Cost notwithstanding, I’m going to go with Picaboo for the time being. (My enterprising spouse quickly located a discount coupon online that brought down the cost of my first order by a sizable amount, anyway.)
I think we established that Picaboo is the superior product in terms of unlocking your creativity and setting minimal limitations. Spell-check is the only biggie where it comes short, but even that may not be relevant to everyone. Blurb does good things with texts and covers, but does not offer awesome ways to place your pictures in a book. MyPublisher is way behind either of the two as far as the total package goes. The cost factor pushes Blurb quite ahead, but on balance, the creativity criterion makes the fact that Picaboo is twice as expensive for a 40-page book somewhat palatable (unless, of course, you look to create 100-page books). But only within the US, as the disparity in shipping charges for international destinations is staggering. Which means that I’ll order one copy of my Picaboo test book to see how it comes out, but postpone doing any others until such time that I am back on the American soil.
In any such comparison, the quality of the finished product can be an overriding factor. I am not so dedicated to providing an exhaustive analysis as to spend money on the sample results from all services. I have no idea how good or bad a Blurb book can look, but I’ve seen completed MyPublisher books at my friends’, and the quality of photo printing there looks pretty good. I don’t expect Picaboo to be any worse, but I’ll let you know when I receive my book.
[Updated January 3rd, 2009]:
I placed the order on Sunday, was informed by Monday night that the book has shipped, and received it today, on the following Saturday (no doubt slightly delayed because of New Year’s holiday).
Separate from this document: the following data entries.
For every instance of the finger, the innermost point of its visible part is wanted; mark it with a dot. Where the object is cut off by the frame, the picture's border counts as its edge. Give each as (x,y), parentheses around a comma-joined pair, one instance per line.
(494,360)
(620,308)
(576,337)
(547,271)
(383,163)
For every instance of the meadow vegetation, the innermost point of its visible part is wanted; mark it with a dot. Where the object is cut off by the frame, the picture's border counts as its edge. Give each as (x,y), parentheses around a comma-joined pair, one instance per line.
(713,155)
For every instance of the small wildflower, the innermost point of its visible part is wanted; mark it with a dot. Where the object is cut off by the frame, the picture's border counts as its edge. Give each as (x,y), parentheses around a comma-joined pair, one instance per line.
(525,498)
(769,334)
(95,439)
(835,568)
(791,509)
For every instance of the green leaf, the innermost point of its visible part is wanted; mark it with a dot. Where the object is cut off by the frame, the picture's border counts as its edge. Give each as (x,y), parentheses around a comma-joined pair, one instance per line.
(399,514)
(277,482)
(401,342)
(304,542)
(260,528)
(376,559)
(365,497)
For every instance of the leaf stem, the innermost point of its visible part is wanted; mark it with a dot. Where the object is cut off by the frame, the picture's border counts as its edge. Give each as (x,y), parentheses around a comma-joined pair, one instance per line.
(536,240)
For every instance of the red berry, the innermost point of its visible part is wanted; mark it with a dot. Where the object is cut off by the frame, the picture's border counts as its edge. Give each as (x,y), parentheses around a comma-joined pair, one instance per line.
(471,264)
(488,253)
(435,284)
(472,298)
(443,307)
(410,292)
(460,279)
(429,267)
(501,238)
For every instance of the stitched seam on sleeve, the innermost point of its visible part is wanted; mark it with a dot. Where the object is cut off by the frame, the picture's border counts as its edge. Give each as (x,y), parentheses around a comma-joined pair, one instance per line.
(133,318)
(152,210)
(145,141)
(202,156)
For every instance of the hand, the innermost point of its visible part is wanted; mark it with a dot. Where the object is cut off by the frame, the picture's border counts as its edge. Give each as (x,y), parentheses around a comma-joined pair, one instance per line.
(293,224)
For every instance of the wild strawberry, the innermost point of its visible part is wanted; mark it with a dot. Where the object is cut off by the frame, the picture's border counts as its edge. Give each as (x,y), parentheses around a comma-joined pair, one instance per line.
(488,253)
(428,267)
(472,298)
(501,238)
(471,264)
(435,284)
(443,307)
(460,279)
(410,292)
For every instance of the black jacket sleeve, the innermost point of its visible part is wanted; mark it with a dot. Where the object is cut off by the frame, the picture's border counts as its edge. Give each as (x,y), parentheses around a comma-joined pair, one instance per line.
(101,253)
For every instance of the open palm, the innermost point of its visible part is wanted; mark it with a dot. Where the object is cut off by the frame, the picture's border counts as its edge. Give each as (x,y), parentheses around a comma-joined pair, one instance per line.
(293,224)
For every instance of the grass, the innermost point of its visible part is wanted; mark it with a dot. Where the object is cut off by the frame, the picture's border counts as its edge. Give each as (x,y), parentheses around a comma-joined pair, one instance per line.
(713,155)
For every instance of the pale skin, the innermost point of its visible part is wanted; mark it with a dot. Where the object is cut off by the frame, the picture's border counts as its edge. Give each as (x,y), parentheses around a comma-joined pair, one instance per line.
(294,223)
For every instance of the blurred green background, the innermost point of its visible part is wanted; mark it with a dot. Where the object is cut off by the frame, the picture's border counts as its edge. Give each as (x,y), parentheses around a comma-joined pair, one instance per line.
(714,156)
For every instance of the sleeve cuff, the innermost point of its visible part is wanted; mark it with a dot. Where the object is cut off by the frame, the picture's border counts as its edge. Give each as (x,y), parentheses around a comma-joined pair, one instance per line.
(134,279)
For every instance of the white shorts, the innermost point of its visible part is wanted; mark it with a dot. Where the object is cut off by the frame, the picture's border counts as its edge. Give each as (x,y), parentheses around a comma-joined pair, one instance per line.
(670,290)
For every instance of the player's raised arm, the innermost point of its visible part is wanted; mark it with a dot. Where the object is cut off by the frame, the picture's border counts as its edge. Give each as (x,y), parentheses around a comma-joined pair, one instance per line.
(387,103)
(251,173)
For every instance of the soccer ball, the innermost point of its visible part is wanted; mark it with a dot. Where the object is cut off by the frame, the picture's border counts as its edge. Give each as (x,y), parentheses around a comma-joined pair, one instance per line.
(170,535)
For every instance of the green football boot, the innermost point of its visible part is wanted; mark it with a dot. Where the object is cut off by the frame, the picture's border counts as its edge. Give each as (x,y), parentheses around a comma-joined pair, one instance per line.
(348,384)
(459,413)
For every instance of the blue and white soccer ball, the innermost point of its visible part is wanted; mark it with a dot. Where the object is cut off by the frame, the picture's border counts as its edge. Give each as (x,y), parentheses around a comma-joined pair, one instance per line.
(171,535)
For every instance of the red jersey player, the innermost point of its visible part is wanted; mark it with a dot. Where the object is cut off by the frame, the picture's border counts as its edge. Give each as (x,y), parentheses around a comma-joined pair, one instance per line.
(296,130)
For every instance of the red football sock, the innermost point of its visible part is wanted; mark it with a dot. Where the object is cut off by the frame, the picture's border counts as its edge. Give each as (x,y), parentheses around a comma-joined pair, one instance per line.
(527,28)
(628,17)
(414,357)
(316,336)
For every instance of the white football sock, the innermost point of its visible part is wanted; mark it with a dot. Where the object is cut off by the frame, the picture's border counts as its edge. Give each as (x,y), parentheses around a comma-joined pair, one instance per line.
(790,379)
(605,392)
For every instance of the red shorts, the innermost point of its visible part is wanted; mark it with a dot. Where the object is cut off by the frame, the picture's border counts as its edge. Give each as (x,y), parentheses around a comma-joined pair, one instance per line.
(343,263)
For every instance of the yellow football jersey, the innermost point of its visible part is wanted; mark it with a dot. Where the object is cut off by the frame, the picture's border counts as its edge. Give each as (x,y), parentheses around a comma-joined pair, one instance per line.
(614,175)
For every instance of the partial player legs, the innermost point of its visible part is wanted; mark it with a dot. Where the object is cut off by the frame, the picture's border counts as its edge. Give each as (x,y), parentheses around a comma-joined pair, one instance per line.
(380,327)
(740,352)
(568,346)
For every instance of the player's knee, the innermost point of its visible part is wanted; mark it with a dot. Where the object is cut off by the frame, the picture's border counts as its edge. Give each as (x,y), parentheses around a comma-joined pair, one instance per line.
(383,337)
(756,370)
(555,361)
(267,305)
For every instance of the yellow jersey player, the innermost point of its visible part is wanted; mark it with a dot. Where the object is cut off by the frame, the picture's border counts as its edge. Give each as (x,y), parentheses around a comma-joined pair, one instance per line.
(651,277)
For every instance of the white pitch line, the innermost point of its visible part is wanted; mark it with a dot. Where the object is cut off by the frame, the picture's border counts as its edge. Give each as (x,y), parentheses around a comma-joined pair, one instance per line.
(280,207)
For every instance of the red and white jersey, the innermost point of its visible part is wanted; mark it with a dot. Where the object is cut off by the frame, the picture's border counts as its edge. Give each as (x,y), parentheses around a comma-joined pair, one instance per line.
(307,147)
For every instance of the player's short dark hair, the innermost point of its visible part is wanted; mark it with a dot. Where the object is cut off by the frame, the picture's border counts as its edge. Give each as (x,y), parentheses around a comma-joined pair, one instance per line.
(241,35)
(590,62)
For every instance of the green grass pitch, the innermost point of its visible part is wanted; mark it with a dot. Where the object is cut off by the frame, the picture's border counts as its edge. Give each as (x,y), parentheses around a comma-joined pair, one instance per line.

The quality is pretty good, although probably stopping short from brilliant. The fun custom background that I selected came out darker in print than it looked on-screen, which gave some of the pages a slightly duller look than expected. It should be an obvious conclusion, but it only became apparent to me when I saw the physical book, that layouts with more than two photographs leave a lot of margin space on the letter-size page and come out comparatively small-sized themselves. The full-page full-bleed pictures, though, are excellent, even though they are clearly dumbed down in the process pixel-wise. And one-photo or two-photos layouts are quite nice. Overall, a positive result; not a home run that makes me completely discard the other alternatives, but a proof that you would not go wrong with Picaboo if you can stomach its extra cost.